Y es que ante la evidencia de que estos retoños son capaces de hacer mejores fotos que nosotros, sólo queda recurrir al clásico recurso: volcar en los hijos las frustraciones y fracasos de los padres. Funciona así más o menos, ¿no? Eres un fotógrafo del montón -dicho desde el cariño y el respeto, ojo- pero seguro que tu chaval deja en evidencia a Salgado en cuanto le pases esa réflex que tienes olvidada por casa.

#HawkeyeHuey shooting with his Polaroid at #SalvationMountain!

Uma foto publicada por Aaron Huey (@argonautphoto) em

Así que obviando que un buen padre o madre lo que haría es alejar lo más posible a su hijo de un futuro incierto como fotógrafo, exhortándolo a estudiar para llegar a ser algo de provecho en la vida, te vienes arriba con tu plan “nuevas generaciones”. Si esos dos pueden seguro que tu churumbel  también. Y mucho mejor, porque le vas a enseñar a ser un street photographer junior, que eso todavía no está inventado.

Todo genial, pero hay un pequeño detalle que has pasado por alto. En el mejor de los casos y suponiendo que tu hijo tenga el mínimo interés por irse de paseo fotográfico contigo en lugar de pasarse otra pantalla de Grand Theft Auto o seguir viendo a sus admirados Youtubers  -en realidad quiere ser influencer, aunque todavía no te lo ha dicho- mirará esa réflex que a ti te costó dos años pagar a plazos como estos chavales observan esa compacta viejuna de carrete.

Será entonces, al descubrir que para animar al chaval a hacer fotos tendrás que gastare 1.000 eurazos en un iPhone 6 Plus (“un Android no, papá, que en el colé se meten conmigo…”) cuando asumas que tu plan es un fracaso. O, en términos económicos, que resulta una inversión con un índice de rentabilidad arriesgado.

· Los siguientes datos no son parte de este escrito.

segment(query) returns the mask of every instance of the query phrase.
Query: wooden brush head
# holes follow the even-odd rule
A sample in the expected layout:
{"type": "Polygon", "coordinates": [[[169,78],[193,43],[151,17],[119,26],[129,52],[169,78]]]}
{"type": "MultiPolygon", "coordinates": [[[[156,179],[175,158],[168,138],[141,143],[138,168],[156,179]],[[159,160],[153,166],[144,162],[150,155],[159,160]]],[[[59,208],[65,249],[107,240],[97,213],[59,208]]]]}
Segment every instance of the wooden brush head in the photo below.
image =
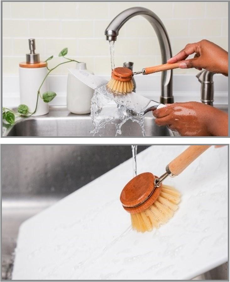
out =
{"type": "Polygon", "coordinates": [[[132,78],[132,71],[127,68],[116,68],[112,71],[112,78],[125,82],[130,81],[132,78]]]}
{"type": "Polygon", "coordinates": [[[144,172],[137,175],[126,185],[121,191],[120,200],[128,212],[137,213],[143,212],[157,200],[162,185],[154,190],[154,181],[156,177],[151,172],[144,172]]]}

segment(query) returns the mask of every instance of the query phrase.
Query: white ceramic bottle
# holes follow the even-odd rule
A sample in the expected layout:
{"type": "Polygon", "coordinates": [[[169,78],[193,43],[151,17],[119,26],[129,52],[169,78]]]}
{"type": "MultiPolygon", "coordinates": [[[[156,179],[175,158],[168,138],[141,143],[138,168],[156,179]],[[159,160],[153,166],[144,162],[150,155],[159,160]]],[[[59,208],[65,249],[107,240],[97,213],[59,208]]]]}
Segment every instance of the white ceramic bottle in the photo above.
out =
{"type": "MultiPolygon", "coordinates": [[[[29,40],[30,54],[26,55],[26,61],[19,64],[20,103],[28,106],[29,111],[33,112],[37,102],[37,92],[47,74],[47,63],[40,62],[39,54],[35,53],[35,40],[29,40]]],[[[48,91],[48,83],[45,81],[40,90],[41,95],[48,91]]],[[[42,116],[49,112],[49,105],[39,97],[38,105],[34,116],[42,116]]]]}
{"type": "MultiPolygon", "coordinates": [[[[85,63],[76,65],[77,70],[87,70],[85,63]]],[[[93,73],[87,70],[92,74],[93,73]]],[[[67,108],[73,114],[83,115],[90,112],[91,99],[94,90],[80,81],[72,73],[68,75],[67,108]]]]}

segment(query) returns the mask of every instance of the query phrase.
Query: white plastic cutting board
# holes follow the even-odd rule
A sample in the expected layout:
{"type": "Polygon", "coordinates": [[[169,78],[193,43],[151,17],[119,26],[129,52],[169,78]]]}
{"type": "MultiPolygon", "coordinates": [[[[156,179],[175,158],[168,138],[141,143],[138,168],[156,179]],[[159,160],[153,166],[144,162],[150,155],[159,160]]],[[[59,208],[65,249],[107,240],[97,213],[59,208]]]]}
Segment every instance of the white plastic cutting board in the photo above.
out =
{"type": "MultiPolygon", "coordinates": [[[[138,173],[159,176],[187,147],[152,146],[138,155],[138,173]]],[[[227,158],[227,147],[212,147],[166,180],[182,194],[179,208],[144,234],[119,201],[128,160],[22,225],[13,279],[186,279],[226,261],[227,158]]]]}

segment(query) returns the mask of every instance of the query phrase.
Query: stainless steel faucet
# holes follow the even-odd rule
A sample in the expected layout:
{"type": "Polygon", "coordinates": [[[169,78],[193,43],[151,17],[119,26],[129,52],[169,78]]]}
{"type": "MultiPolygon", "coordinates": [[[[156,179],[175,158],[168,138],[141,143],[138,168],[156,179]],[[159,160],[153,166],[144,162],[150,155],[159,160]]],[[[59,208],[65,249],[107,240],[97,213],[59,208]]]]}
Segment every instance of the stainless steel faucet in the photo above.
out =
{"type": "Polygon", "coordinates": [[[215,74],[206,70],[203,70],[196,76],[201,83],[201,100],[202,103],[213,106],[214,101],[214,82],[213,77],[215,74]]]}
{"type": "MultiPolygon", "coordinates": [[[[120,28],[127,21],[135,16],[143,17],[151,24],[157,34],[161,51],[162,64],[172,57],[170,42],[165,28],[158,16],[148,9],[133,7],[125,10],[118,15],[110,23],[104,34],[106,40],[115,41],[120,28]]],[[[161,94],[160,102],[163,104],[173,103],[173,71],[162,72],[161,75],[161,94]]]]}

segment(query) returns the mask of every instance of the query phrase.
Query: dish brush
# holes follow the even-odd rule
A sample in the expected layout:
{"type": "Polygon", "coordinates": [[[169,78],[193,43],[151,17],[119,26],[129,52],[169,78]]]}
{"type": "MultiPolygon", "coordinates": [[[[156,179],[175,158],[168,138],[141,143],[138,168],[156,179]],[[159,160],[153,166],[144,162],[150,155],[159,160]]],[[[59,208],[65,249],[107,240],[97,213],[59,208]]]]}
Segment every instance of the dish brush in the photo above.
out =
{"type": "Polygon", "coordinates": [[[173,217],[178,209],[180,194],[162,182],[168,176],[179,174],[210,146],[190,146],[166,166],[166,172],[160,177],[144,172],[126,185],[120,199],[124,208],[131,214],[133,229],[142,232],[151,231],[173,217]]]}
{"type": "Polygon", "coordinates": [[[129,69],[119,67],[112,71],[111,78],[107,84],[107,87],[115,94],[125,95],[132,91],[134,88],[132,82],[133,76],[142,73],[149,74],[158,71],[172,70],[179,67],[181,62],[172,64],[164,64],[143,69],[141,71],[133,72],[129,69]]]}

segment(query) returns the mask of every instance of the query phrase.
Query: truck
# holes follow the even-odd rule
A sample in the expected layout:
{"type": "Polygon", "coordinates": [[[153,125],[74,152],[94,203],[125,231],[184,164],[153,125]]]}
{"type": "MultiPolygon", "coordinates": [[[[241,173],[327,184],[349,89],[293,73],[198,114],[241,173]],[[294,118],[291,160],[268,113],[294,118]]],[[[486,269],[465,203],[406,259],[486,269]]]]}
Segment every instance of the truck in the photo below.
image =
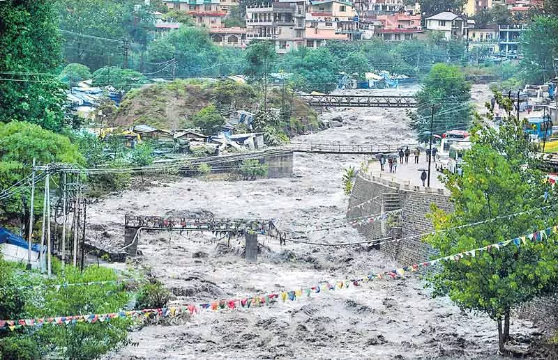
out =
{"type": "Polygon", "coordinates": [[[448,159],[448,171],[451,173],[459,173],[465,162],[463,155],[471,149],[470,141],[460,141],[449,146],[449,159],[448,159]]]}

Como alternativas siempre puedes ir dejando libros de fotografía sueltos por casa a ver si suena la flauta. O explicarle -mentirle- que con una cámara entre las manos se liga mucho y las chicas o chicos de su clase le harán más caso. O, si está ya en edad de avergonzarse de sus padres, amenazarle con empezar a colgar las fotos que le haces en las redes sociales si él no empieza a hacer sus propias fotos. A tope con la psicología.

Pero bromas al margen, ojalá esta pequeña histeria con los niños fotógrafos sirva para que alguien en algún colegio se anime a montar un taller de fotografía. Y que la idea funcione y sea un éxito. Y se multiplique. Y en la próxima reforma educativa además de que la Religión puntúe tanto como la física, a alguien se le ocurra la locura de incluir una asignatura de fotografía entre las optativas. Tal y como ya se pidió hace ya años sin que aquello llegara a nada.

Pero no nos engañemos, eso no ocurrirá. Lo de la Religión sí, lo otro. En el mejor de los casos ahora mismo algún programador de televisión estará planteándose una especie de Top Chef Junior pero con fotógrafos. Con Bertín Osborne pidiéndoles a los chavales que cuenten anécdotas de sus fotos y cuenten algún chiste.. . Eh, que esa idea ya se nos había ocurrido a nosotros. Vamos a registrarla.